Yesterday, gold traders and investors aggressively took gold $25 lower and $37 lower during the intraday low. This was a knee-jerk reaction to the government’s release of the most current inflationary data, the CPI. Although economists polled by Reuters and Dow Jones predicted that February’s inflationary pressures would increase. However, even the experts underestimated the power of inflation.

Early forecasts by economists expected that the consumer price index, which includes healthcare, housing costs, energy, as well as food would rise by 3.1% in February. The numbers came in above that at 3.2% year-over-year. However, more worrisome was the forecast of the core CPI which strips out volatile items like energy and food which was expected to show an increase of 0.4% month over month well above January’s inflation numbers which showed inflation increased month over month by 0.3%.
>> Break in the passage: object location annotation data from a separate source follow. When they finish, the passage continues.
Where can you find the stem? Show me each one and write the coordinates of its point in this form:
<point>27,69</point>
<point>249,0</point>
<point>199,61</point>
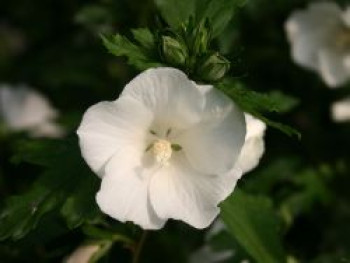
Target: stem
<point>139,247</point>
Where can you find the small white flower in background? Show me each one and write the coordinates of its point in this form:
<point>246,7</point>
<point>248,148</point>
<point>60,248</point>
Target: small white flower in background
<point>83,254</point>
<point>24,109</point>
<point>166,148</point>
<point>341,110</point>
<point>251,153</point>
<point>320,40</point>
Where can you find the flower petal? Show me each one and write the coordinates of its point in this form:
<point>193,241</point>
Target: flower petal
<point>311,29</point>
<point>180,192</point>
<point>23,108</point>
<point>124,190</point>
<point>214,143</point>
<point>169,94</point>
<point>341,110</point>
<point>254,145</point>
<point>109,127</point>
<point>332,67</point>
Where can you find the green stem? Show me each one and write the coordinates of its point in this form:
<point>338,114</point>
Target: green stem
<point>139,247</point>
The selloff that followed in gold seems to of been a knee-jerk reaction to the belief that February’s hot inflation would cause the Federal Reserve to change their monetary policy course with an anticipated pivot to rate cuts this year. 

Traders and investors bought the dip of yesterday’s strong price decline, and it seems that market sentiment once again favors the idea that the Federal Reserve will continue along the track, they laid out during the December FOMC meeting. This was the first time the Federal Reserve laid out a series of rate cuts beginning in 2024, and continuing these cuts to normalize interest rates through 2025 and 2026.
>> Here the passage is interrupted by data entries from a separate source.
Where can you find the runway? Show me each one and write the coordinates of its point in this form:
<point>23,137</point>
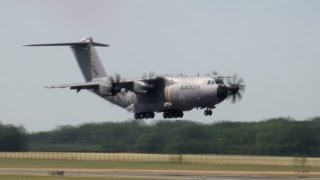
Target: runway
<point>163,174</point>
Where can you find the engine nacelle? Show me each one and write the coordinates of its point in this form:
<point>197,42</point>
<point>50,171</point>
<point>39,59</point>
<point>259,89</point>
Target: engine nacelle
<point>104,89</point>
<point>141,87</point>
The CME’s FedWatch tool, which is now anticipating that there is a 65% probability that the Federal Reserve will initiate the first rate cut in June down from approximately 70% recently. This illustrates that market participants once again are optimistic about rate cuts this year.

The CME’s FedWatch tool did not show a strong decline in the probability of a rate cut. Gold recovered from yesterday's strong decline in a single day, the best explanation I can think of was that yesterday’s selloff in gold was “One and Done.”

As of 5:35 PM EDT, gold futures basis the most active April contract is currently fixed at $2179.40 after factoring in today’s net gain of $15.50 or 0.72%. Dollar weakness provided fractional tailwinds, but the dollar only declined by 0.13% meaning that the other 0.60% of gold’s 0.72% increase was a direct result of market participants bidding the precious yellow metal higher.